We practice first principles thinking to ensure we don’t miss anything when we troubleshoot customer issues. In this case, the first step was to ensure their Azure Event Hub itself was tuned properly so that maximum throughput would be achieved once we lifted the bottleneck the customer discovered when using Cribl Stream nodes in Cribl.Cloud. The customer had already tested various configurations of partition quantities and pricing plans in an attempt to determine the bottleneck, but nothing seemed to help. Before we could tune EH and Stream, the Cribl Support team worked with the customer to conduct a sizing analysis to confirm their needs.
First, we asked what ingress rate they needed for moving data into the EH; the answer was 35 MBps, which told us the minimum required egress rate. But that was just to meet their current needs; it needed to scale to at least 80 MBps by year-end. And as we conducted further analysis of their data volume, we determined the need was actually for 100 MBps for a single topic. Ultimately Cribl decided to target 110 MBps to account for fluctuations, which was far greater than the throughput rates the customer was actually achieving. For initial testing and before opening the support case, the customer had deployed a Cribl.Cloud hybrid worker in Azure Compute and was achieving ~75-80 MBps with a single 4 CPU hybrid Stream worker, but when they used Cribl.Cloud native worker nodes in AWS, the throughput was only ~50 MBps with 15 CPUs. We were tasked with determining the cause of the discrepancy between the Azure Compute and AWS deployments.
Cribl Support engineers provided recommendations based on factoring in all components involved in the data flow. Our first recommendation was to ensure that the Azure Event Hub namespace used Azure’s Premium Plan (the customer had started with the Standard plan), with sufficient Processing Units (PUs). We also recommended scaling the Event Hub to use many more partitions.
First, we considered the customer’s ingress/egress requirements for the EH. Their future EH ingress/egress rate of 110 MBps (9 TB/day ingress) was going to require the Event Hub Premium pricing plan because the Standard plan only supports up to 1 MBps ingress and 2 MBps egress per Throughput Unit (TU). Additionally, the Standard pricing plan limits TUs to 40, which equates to 40 MBps in + 80 MBps out and therefore wasn’t sufficient. The Premium plan also increases the maximum partitions to 100 and raises throughput limits to 10 MBps per PU on egress. Cribl calculated a minimum of 11 partitions were required based on 10 MBps egress to achieve 110 MBps, but this was based solely on Azure docs. However, we can’t size the Event Hub solely based on one side of the equation; we also have to factor in Cribl’s sizing guidelines for Stream.
Since the ARM guideline for each worker process is a recommended maximum of 2.84 MBps (240 GB/day) ingress, we would need to raise the topic’s partition quantity from 11, the minimum dictated by Azure’s parallelism, to about 40 in order to sufficiently distribute the load across worker processes for supporting 9 TB/day ingress while avoiding backpressure.
Next, we factored in egress from Stream.

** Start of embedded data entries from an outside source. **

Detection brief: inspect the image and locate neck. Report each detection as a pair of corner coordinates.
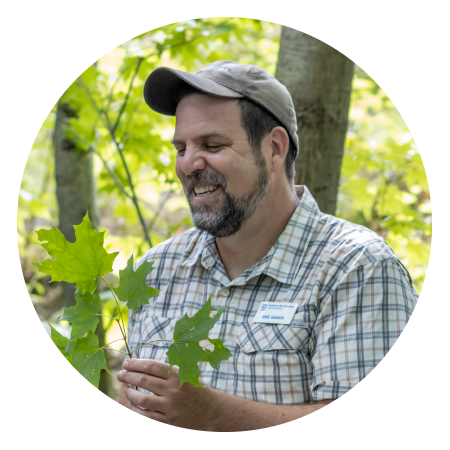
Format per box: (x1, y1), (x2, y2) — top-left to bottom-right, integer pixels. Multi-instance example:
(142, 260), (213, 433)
(216, 186), (299, 280)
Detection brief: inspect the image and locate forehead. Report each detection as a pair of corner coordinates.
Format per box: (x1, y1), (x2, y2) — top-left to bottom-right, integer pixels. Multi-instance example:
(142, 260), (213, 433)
(175, 94), (241, 129)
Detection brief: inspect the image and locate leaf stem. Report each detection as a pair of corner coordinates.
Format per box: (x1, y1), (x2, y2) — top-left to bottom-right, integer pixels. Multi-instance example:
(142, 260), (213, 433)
(100, 276), (132, 358)
(131, 339), (175, 354)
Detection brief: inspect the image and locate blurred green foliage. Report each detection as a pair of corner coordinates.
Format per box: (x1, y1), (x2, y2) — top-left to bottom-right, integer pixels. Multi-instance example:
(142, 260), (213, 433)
(336, 67), (431, 293)
(18, 18), (431, 370)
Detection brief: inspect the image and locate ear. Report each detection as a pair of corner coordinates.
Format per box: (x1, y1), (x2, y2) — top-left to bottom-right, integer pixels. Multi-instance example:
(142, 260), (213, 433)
(270, 127), (289, 176)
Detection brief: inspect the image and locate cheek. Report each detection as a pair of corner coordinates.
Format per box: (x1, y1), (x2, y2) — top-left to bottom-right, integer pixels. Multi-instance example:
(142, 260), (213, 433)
(175, 159), (184, 182)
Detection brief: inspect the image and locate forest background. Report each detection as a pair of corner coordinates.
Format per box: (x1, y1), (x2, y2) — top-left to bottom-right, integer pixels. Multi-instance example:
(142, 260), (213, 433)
(18, 18), (431, 400)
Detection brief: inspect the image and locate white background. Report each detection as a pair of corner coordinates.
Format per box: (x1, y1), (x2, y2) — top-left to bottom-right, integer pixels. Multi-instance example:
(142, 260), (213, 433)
(0, 0), (450, 449)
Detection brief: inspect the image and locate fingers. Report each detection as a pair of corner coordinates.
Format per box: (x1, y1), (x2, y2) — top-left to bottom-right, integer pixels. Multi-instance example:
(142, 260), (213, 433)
(117, 370), (167, 395)
(122, 358), (178, 379)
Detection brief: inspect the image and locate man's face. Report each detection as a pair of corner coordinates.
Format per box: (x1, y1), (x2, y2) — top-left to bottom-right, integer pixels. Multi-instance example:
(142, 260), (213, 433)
(173, 94), (269, 238)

Our customer is sending events to two destinations so this increased the partition count again because that 9 TB/day translates to a minimum of 18 TB/day on egress, for a total of 27 TB/day (ingress + egress x 2). So the ingress rate of 2.84 MBps is now reduced by 50% to allow for 2x volume at egress. The math now necessitates a total of 59 partitions in order to sufficiently spread data over worker processes to avoid saturating them.
Additionally, the events being collected were very large Microsoft Defender service messages that must be unrolled in a Stream pipeline. This process explodes the event count (frequently a 1:50 ratio, or higher, was seen with their data) and therefore subsequent processing requirements, so we added a few more partitions to spread the load even further among Stream processes to arrive at a round number of 70. We presented this figure to our customer; using this information, they configured their EH cluster with 80 partitions, then conducted additional tests. They did achieve much higher throughput than they had previously up to that point but were still shy of the requirement.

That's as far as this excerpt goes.